◆5万トン受け入れ復興支援
九州電力は16日、7月の九州北部豪雨で発生した流木の受け入れを19日から開始すると発表した。苓北発電所(石炭、70万キロワット×2基)に丸太の状態で搬入し、所内でチップに加工。石炭と混ぜて発電用燃料として利用する。2019年3月までに最大5万トンを受け入れる計画だ。16日に丸太を苓北発電所に輸送する最初の船が出港した。苓北発電所の上枡正則所長は「(流木の受け入れは)ゼロからのスタートだった」と話しつつ、計画通り混焼を進めていく考えを示した。九州電力が発電用燃料の一部として流木を受け入れるのは初めて。今後も九州電力はグループ一体で九州北部豪雨被災地域の復興に尽力する考えだ。
九州電力は福岡県産業廃棄物協会と丸太購入について合意し、最大5万トンを受け入れる予定で、近く正式に契約する。今月19日から19年3月まで受け入れを行う。
福岡県の推計によると、7月の九州北部豪雨で20万5千トンの流木が発生した。大量の流木の存在は、復旧・復興の妨げとなっており、福岡県は19年3月末を目標に処理を完了すべく調整を進めていた。
回収した流木は矢部川浄化センター(福岡県筑後市)の2次仮置き場に集約する。福岡県産業廃棄物協会は、流木を破砕機にかけやすい状態に処理。根株の除去や表皮を取り除くなどした丸太を長洲港(熊本県長洲町)まで運んだ後、苓北発電所まで海上輸送する。
九州電力は、発電所に受け入れた丸太を構内貯木場に保管。導入した破砕機で直径4〜5センチメートルのチップに加工し、石炭と混焼する。
九州電力の瓜生道明社長は7月末の会見で、被災地の復興支援の一環として、流木を発電用燃料の一部として苓北発電所に受け入れる考えを表明。福岡県と調整が進んでいた。

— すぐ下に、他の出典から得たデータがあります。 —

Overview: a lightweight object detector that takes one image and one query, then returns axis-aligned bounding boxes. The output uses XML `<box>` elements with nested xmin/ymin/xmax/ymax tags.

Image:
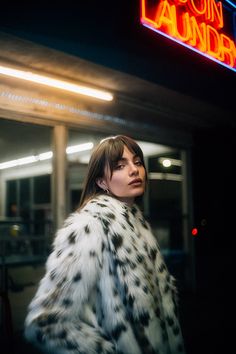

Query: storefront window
<box><xmin>147</xmin><ymin>150</ymin><xmax>185</xmax><ymax>283</ymax></box>
<box><xmin>0</xmin><ymin>119</ymin><xmax>52</xmax><ymax>263</ymax></box>
<box><xmin>148</xmin><ymin>151</ymin><xmax>183</xmax><ymax>249</ymax></box>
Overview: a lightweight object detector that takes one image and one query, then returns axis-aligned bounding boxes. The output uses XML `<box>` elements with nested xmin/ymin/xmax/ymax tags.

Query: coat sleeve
<box><xmin>24</xmin><ymin>213</ymin><xmax>115</xmax><ymax>354</ymax></box>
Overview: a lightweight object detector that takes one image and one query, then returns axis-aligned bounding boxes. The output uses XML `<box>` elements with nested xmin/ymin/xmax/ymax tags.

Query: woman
<box><xmin>25</xmin><ymin>135</ymin><xmax>185</xmax><ymax>354</ymax></box>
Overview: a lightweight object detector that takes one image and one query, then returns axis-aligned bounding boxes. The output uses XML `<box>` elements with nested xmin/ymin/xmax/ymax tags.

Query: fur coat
<box><xmin>25</xmin><ymin>194</ymin><xmax>185</xmax><ymax>354</ymax></box>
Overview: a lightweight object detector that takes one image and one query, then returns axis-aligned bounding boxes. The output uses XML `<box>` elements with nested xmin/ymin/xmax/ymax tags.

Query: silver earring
<box><xmin>104</xmin><ymin>188</ymin><xmax>109</xmax><ymax>194</ymax></box>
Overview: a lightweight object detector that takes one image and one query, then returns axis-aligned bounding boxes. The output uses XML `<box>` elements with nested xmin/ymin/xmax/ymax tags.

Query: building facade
<box><xmin>0</xmin><ymin>1</ymin><xmax>235</xmax><ymax>345</ymax></box>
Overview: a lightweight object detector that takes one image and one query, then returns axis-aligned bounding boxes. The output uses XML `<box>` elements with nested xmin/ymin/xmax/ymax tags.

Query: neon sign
<box><xmin>140</xmin><ymin>0</ymin><xmax>236</xmax><ymax>71</ymax></box>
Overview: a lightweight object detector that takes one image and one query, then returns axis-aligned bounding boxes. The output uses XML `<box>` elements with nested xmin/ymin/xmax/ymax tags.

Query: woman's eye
<box><xmin>116</xmin><ymin>164</ymin><xmax>125</xmax><ymax>170</ymax></box>
<box><xmin>135</xmin><ymin>160</ymin><xmax>142</xmax><ymax>166</ymax></box>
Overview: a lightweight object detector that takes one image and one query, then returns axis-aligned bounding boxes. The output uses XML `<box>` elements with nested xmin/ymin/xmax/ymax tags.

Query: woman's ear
<box><xmin>96</xmin><ymin>178</ymin><xmax>108</xmax><ymax>191</ymax></box>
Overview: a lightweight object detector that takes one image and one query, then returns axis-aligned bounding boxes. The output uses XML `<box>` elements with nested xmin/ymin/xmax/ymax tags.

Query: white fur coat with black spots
<box><xmin>25</xmin><ymin>194</ymin><xmax>185</xmax><ymax>354</ymax></box>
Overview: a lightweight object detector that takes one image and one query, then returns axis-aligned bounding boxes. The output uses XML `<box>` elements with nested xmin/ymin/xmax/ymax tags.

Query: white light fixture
<box><xmin>0</xmin><ymin>142</ymin><xmax>94</xmax><ymax>170</ymax></box>
<box><xmin>0</xmin><ymin>65</ymin><xmax>113</xmax><ymax>101</ymax></box>
<box><xmin>38</xmin><ymin>151</ymin><xmax>53</xmax><ymax>161</ymax></box>
<box><xmin>66</xmin><ymin>142</ymin><xmax>94</xmax><ymax>154</ymax></box>
<box><xmin>162</xmin><ymin>159</ymin><xmax>171</xmax><ymax>167</ymax></box>
<box><xmin>158</xmin><ymin>157</ymin><xmax>182</xmax><ymax>167</ymax></box>
<box><xmin>0</xmin><ymin>156</ymin><xmax>39</xmax><ymax>170</ymax></box>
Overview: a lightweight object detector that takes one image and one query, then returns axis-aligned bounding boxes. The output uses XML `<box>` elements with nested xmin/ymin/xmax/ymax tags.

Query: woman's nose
<box><xmin>129</xmin><ymin>163</ymin><xmax>138</xmax><ymax>175</ymax></box>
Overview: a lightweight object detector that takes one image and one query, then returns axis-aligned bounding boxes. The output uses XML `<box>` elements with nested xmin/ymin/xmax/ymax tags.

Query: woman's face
<box><xmin>99</xmin><ymin>146</ymin><xmax>146</xmax><ymax>206</ymax></box>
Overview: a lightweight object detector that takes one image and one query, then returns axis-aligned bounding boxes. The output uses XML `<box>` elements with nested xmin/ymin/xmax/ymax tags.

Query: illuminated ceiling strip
<box><xmin>66</xmin><ymin>142</ymin><xmax>94</xmax><ymax>154</ymax></box>
<box><xmin>149</xmin><ymin>172</ymin><xmax>182</xmax><ymax>181</ymax></box>
<box><xmin>0</xmin><ymin>65</ymin><xmax>113</xmax><ymax>101</ymax></box>
<box><xmin>142</xmin><ymin>23</ymin><xmax>236</xmax><ymax>73</ymax></box>
<box><xmin>0</xmin><ymin>142</ymin><xmax>94</xmax><ymax>170</ymax></box>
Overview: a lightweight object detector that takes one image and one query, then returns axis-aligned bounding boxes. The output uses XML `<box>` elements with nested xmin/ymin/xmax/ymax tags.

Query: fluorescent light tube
<box><xmin>0</xmin><ymin>65</ymin><xmax>113</xmax><ymax>101</ymax></box>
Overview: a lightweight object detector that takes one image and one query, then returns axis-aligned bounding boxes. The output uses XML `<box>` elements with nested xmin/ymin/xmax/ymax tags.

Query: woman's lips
<box><xmin>129</xmin><ymin>178</ymin><xmax>142</xmax><ymax>185</ymax></box>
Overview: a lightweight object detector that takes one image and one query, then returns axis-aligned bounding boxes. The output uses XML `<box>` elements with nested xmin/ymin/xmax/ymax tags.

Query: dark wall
<box><xmin>192</xmin><ymin>125</ymin><xmax>234</xmax><ymax>291</ymax></box>
<box><xmin>188</xmin><ymin>126</ymin><xmax>235</xmax><ymax>353</ymax></box>
<box><xmin>192</xmin><ymin>127</ymin><xmax>234</xmax><ymax>256</ymax></box>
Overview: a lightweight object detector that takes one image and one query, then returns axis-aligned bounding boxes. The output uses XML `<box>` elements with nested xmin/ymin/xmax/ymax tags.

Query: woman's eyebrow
<box><xmin>118</xmin><ymin>154</ymin><xmax>139</xmax><ymax>162</ymax></box>
<box><xmin>117</xmin><ymin>157</ymin><xmax>127</xmax><ymax>162</ymax></box>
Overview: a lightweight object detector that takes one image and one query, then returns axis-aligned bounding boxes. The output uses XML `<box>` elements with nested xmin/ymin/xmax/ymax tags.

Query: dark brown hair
<box><xmin>79</xmin><ymin>135</ymin><xmax>147</xmax><ymax>208</ymax></box>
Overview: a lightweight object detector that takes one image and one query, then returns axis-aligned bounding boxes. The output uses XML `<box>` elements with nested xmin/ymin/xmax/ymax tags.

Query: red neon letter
<box><xmin>188</xmin><ymin>0</ymin><xmax>207</xmax><ymax>16</ymax></box>
<box><xmin>206</xmin><ymin>0</ymin><xmax>223</xmax><ymax>29</ymax></box>
<box><xmin>206</xmin><ymin>24</ymin><xmax>221</xmax><ymax>58</ymax></box>
<box><xmin>189</xmin><ymin>16</ymin><xmax>207</xmax><ymax>51</ymax></box>
<box><xmin>219</xmin><ymin>34</ymin><xmax>236</xmax><ymax>67</ymax></box>
<box><xmin>174</xmin><ymin>11</ymin><xmax>192</xmax><ymax>41</ymax></box>
<box><xmin>155</xmin><ymin>0</ymin><xmax>176</xmax><ymax>35</ymax></box>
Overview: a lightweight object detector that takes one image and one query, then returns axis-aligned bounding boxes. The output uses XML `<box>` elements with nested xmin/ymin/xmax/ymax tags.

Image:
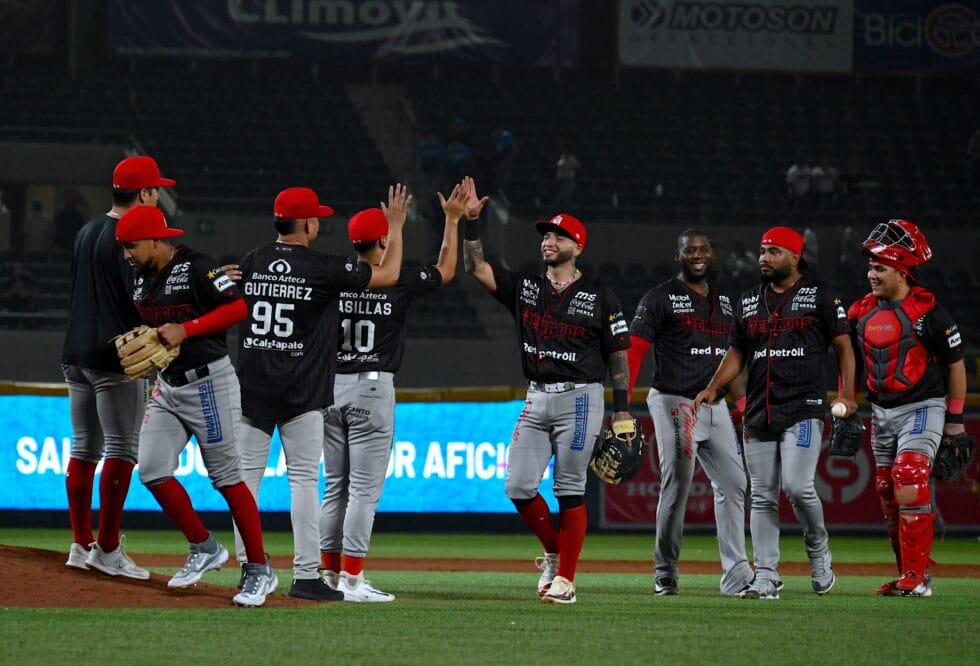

当初は流木をチップ化して苓北発電所に搬入する手法も検討されたが、木質チップよりも丸太を海上輸送する方が輸送効率が高いと判断した。
苓北発電所は現在、天草地域森林組合から木質チップを年間約5千トン受け入れており、こうしたことを踏まえて流木の受け入れ量を決定した。
福岡県は11日、福岡県東峰村の1次仮置き場から2次仮置き場へ流木の運搬を始めた。当面、2次仮置き場からの搬出は九州電力へのものが中心になる。福岡県は九州電力のほか、バイオマス発電所やセメント工場、県内市町村の焼却施設などに搬出する計画だ。